Our ocean is salty because of literal eons of rivers carrying minute amounts of dissolved solide to the sea, where there is no outlet, so evaporation very slowly increases the salinity (our bodies are less saline than the oceans, say biologists, because our distant ancestors fixed their intracellular water salinity when the sea was less salty, and the sensitivity of the whole life process requires maintaining it where it was most of a billion years ago).

If, sometime in that billion years, there arose a widespread producer of tannins and anthocyanins (perhaps a form of phytoplankton?), those organics would dissolve into the ocean water just as they do when a forest brook flows over oak roots or leaf mats.

Wait!
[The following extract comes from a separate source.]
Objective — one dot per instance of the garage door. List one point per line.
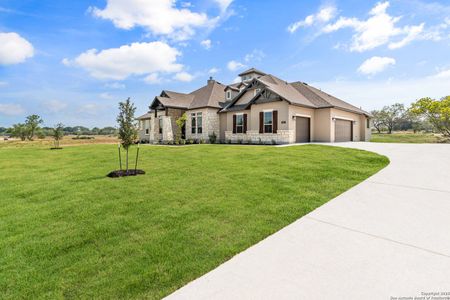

Oak tea is red-brown -- and so it is (so is ordinary tea, for that matter), because tannic acid is brown in solution. Why is wine purple instead? Almost all wines contain traces of blue pigment from the grape skins (the anthocyanins) -- and the more tannin is present, the more we can see this combined color of the anthocyanin (otherwise nearly invisible) and the tannin.

Now, in sea water, the concentrations could be so low as to be invisible in small quantities -- dip up a wine glass of sea water and it'll look like, well, water. But get it a few meters deep, and you'll start to see the color. Get it deep enough for our ocean to start looking green, and it'll start to look like wine.

An additional quality this sort of sea would possess is that different climates would show different amounts or even hues of color. The polar seas might be extra dark, like burgundy (because high nutrient levels in the water), and the equatorial would be light, like a Reisling, because the waters are much "cleaner".